Job hunting in the current climate sucks; that I am doing it because I need to insert some positive changes in my life makes me sometimes question the levels of my sanity – even though my psychiatrist has already said that I am as good as I am going to get so I shouldn’t expect anything but ‘odd’ (seriously, he refers to me as odd).
Work has been unusual for the last few months; not exactly a steady stream of tasks to go through, more like a freight train on one day and a calm steam locomotive on others. I thrive on consistent and busy – but can keep myself occupied with little tasks when necessary, unfortunately, things are about to change chez nous and these changes are something that has had me waking up with dread in my heart for over a week.
I don’t know about anyone else, but the moment I start to feel dread at the thought of getting up and heading into the office (or to my desk in the study at home) I know that it’s time to make a change.
In my mind not all change is positive; it’s scary (possibly even could be classed as terrifying), and definitely something to be approached cautiously. I am being sensible; I have a job (albeit one I am no longer happy in) and I am not looking for anything too extreme; I love the work I do – it’s just the place that could do with some amendment.

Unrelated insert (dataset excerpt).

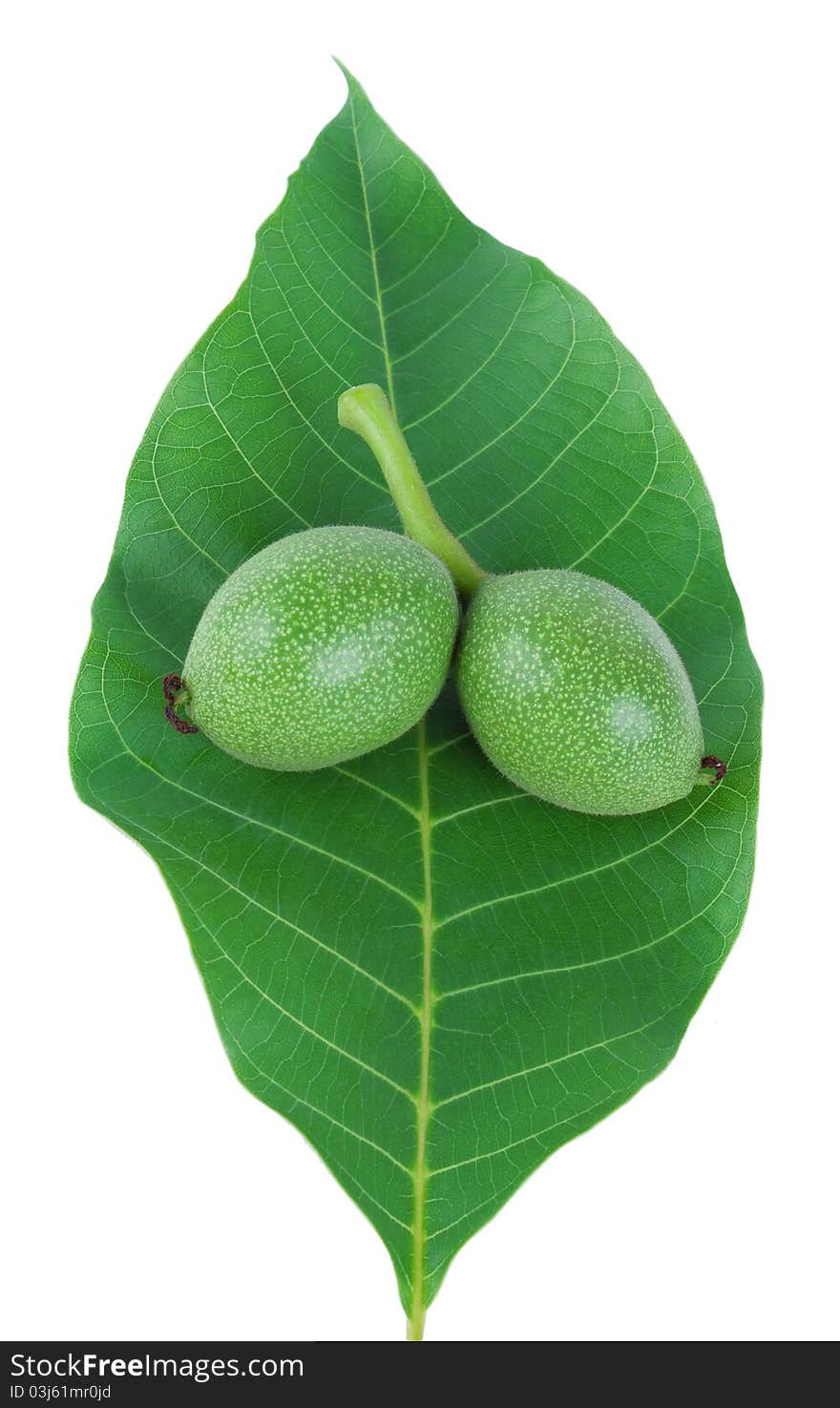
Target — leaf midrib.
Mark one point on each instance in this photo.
(418, 1236)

I am going to take it easy, and, unless I am forced to change this by situational alterations, this is the way I am going to tackle it. I refuse to put pressure on myself; the job market is both slow and steady and that is how I am going to win this race. I live by a few idioms, and the most appropriate one on this occasion is ‘slow and steady wins the race.’ In this case, that is 100% true; I won’t achieve anything by rushing to do something that right now isn’t necessary, I can take my time, find the right thing and go for it with all guns blazing.